Metro Packs the House at Downtown Connector Meeting
A large and enthusiastic audience attended today’s Metro meeting on the Regional Connector Transit Corridor Study at the public library. A standing-room-only room couldn’t fit all interested parties, and Metro Staff actually had to move themselves into the hallway to make room for everyone.
While it will be between seven and ten years before any new rail or bus lines are operational as a result of this project, over twenty-five speakers took time to give their vision of what a downtown transit corridor should look like. Because Metro stressed that everything possible was still being considered, light and heavy rail, Bus Rapid Transit, regular bus, and even monorail were all promoted (or opposed) by the speakers.
The speakers list was as diverse as the testimonies provided. Representatives from the Transit Coalition, Citizens for Better Mobility, Keep LA Moving, the Downtown Business Improvement District, Downtown LA Neighborhood Council, the Realtors Board and others all spoke about their specific wants and concerns. Business groups seemed most concerned with providing access to the shops and restaurants. Transit advocates were more concerned with the safety and long-term sustainability of the project. Many also noted that with a route that begins at the 7th Street Metro Center, this study provides a chance for their to be a one-seat ride from Santa Monica all the way to Union Station.
If the people in the room had to choose a route and mode today, we would probably see some sort of light rail coming from the Metro Center (where Expo will run to from the south) and continuing up Flower Street to the Bunker Hill or Civic Center areas where it would then turn east and head towards Union Station. However, we’re a long way away from even seeing a proposed route.

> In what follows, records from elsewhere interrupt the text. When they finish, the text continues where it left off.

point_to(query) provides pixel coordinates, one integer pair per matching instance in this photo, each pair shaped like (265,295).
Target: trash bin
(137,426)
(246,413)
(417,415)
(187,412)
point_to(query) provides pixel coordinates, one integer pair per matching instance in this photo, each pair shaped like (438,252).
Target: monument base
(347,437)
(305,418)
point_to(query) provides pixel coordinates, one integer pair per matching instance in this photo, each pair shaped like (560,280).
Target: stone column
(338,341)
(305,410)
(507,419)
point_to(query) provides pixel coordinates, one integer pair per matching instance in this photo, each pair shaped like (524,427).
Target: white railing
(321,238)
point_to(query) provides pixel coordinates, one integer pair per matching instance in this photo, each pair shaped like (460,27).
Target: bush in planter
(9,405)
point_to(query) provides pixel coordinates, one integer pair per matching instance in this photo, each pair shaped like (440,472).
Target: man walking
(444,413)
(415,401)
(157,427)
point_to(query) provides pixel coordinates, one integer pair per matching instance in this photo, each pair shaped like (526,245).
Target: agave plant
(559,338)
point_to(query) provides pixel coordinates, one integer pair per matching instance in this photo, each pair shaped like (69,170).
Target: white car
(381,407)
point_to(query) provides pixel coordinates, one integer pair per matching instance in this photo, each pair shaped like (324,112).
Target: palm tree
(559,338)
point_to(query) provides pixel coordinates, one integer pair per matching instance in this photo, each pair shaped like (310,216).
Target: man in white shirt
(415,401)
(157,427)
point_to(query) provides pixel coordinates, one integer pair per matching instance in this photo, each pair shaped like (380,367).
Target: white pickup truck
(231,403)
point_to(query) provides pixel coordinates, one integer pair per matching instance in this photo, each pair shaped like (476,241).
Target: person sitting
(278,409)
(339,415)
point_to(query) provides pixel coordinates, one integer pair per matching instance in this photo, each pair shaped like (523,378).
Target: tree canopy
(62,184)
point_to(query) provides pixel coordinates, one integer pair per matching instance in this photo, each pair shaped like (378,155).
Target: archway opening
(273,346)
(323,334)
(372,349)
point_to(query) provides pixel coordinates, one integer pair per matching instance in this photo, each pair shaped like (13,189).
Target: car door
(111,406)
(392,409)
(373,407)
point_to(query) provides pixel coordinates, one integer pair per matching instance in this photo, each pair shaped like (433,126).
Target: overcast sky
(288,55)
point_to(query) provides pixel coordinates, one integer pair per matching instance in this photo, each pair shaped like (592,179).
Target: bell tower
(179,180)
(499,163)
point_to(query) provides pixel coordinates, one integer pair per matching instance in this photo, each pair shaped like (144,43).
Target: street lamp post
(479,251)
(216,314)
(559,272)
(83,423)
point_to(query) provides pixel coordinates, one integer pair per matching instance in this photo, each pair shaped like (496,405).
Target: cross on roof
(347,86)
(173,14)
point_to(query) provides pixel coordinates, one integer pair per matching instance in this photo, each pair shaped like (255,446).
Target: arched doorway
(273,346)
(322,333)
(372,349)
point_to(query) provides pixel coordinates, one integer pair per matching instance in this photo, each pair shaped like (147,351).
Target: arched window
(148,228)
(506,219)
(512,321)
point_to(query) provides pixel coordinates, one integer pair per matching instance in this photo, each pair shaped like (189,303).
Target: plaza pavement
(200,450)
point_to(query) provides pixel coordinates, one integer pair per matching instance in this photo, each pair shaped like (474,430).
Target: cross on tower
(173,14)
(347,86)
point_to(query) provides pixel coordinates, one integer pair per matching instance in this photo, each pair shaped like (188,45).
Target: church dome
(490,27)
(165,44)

Scoping hearings are usually the first part of public outreach on a project. At this point, the public tells Metro what modes, alignments, and alternatives it should study while trying to meet the projects goals. In this case, the goal is to connect all of the transit that runs to downtown LA and to reduce congestion within the study area. At this point, nothing is decided, not the route, not the mode, not the station stops…nothing. The study area is two square miles in the downtown with the 110 as its western boundary, the 101 as its northern boundary, 9th and 7th Streets as its southern boundary and Alameda Street as its eastern boundary.
Miss the meeting? Don’t worry…there’s another one Wednesday night from 6:00-8:00pm at the Japanese America National Museum. For more information about the study, or to submit your own comments (due by 11/21) visit the project website.
By January, Metro should have a list of possible modes and routes to study and will then hold a series of "Screening Meetings." It expects to announce a "locally preferred alternative" by April of 2008…then it will begin the environmental review.